In truth, the building of rustic furniture has changed little over the years. To make the simplest furniture all you really need is a saw, hammer, nails, and a few other tools; the bigger pieces of furniture don’t require much more! Even though Rustic Carpentry was first written in 1907, the information contained in this book is all that’s necessary to start creating rustic furniture. Equally important is the artwork on these pages, which offer a rare glimpse into the aesthetic of the day.pdf Ideas of balance, form, and scale—all the elements of beauty and perception—are really no different today than when the pieces shown were created a century ago.
Rustic furniture is a passion I’ve enjoyed for more than thirty years. A classic folk art, rustic furniture done well can thrill viewers and shape cultures. This book is a perfect place to start.
LIGHT RUSTIC WORK
RUSTIC carpentry does not demand great skill in woodworking, but it does require a large amount of artistic perception. The tools needed are but few, and the materials employed are comparatively cheap, although in many districts they are becoming dearer every year.
It may be said that any articles made from the now popular bamboo may be made quite as effectively in light rustic work.
For light rustic work, sticks of hazel, cherry, yew, blackthorn, birch,Amazon larch, fir, and the prunings of many varieties of shrubs may be used; but it is necessary that the material should be cut at the proper season, and thoroughly dried before being worked up.
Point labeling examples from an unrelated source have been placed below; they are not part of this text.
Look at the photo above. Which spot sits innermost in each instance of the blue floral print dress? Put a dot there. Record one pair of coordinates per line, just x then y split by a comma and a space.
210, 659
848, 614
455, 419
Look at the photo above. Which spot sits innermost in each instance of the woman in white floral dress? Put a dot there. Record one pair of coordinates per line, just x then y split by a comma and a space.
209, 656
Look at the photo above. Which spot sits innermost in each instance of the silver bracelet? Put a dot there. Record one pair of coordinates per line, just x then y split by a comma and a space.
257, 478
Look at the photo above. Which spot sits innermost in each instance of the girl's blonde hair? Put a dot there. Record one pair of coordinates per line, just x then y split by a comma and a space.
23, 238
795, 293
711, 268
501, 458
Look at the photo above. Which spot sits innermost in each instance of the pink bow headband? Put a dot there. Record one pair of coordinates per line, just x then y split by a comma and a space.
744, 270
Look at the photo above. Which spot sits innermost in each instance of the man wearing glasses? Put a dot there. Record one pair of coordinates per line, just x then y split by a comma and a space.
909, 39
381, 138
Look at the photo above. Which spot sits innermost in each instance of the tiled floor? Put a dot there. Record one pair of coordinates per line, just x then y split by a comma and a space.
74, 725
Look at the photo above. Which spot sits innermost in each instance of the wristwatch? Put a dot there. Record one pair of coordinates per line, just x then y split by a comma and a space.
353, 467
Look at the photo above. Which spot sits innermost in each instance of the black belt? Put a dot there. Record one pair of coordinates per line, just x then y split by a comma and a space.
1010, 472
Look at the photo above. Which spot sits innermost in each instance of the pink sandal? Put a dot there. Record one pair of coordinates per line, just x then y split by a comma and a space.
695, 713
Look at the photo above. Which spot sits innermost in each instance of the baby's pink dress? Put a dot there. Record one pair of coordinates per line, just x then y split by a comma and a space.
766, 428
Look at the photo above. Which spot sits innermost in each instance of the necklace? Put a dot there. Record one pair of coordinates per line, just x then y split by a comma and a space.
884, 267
The sticks should be cut in mid-winter, as at that time the sap is at rest; if cut in the summer time the bark will peel off. If peeled sticks are required, they should be cut in the spring, when the sap is rising, as at that time the rind will come off easily. In some districts the copses are cleared of undergrowth periodically, and the sticks (generally hazel) sold to hurdle and spar makers. A selection of these sticks would be very suitable for the purpose here described.
The sticks should be stacked in an open shed in an upright position if possible, and in such a manner that the air can freely circulate around them. When they are required for fishing rods or walking sticks they are hung up to season—this keeps them straighter; but the hanging of them up is not necessary for the work about to be dealt with. When the sticks have been put away for from six to twelve months, according tc size, they will be ready for use, after being rubbed with a cloth or brushed to clean off the dust and bring up the colour of the bark. Fir cones may often be worked into a design, and bits of rough bark and the warts and burrs found on old elm trees may be collected by the rustic worker and put by for future use.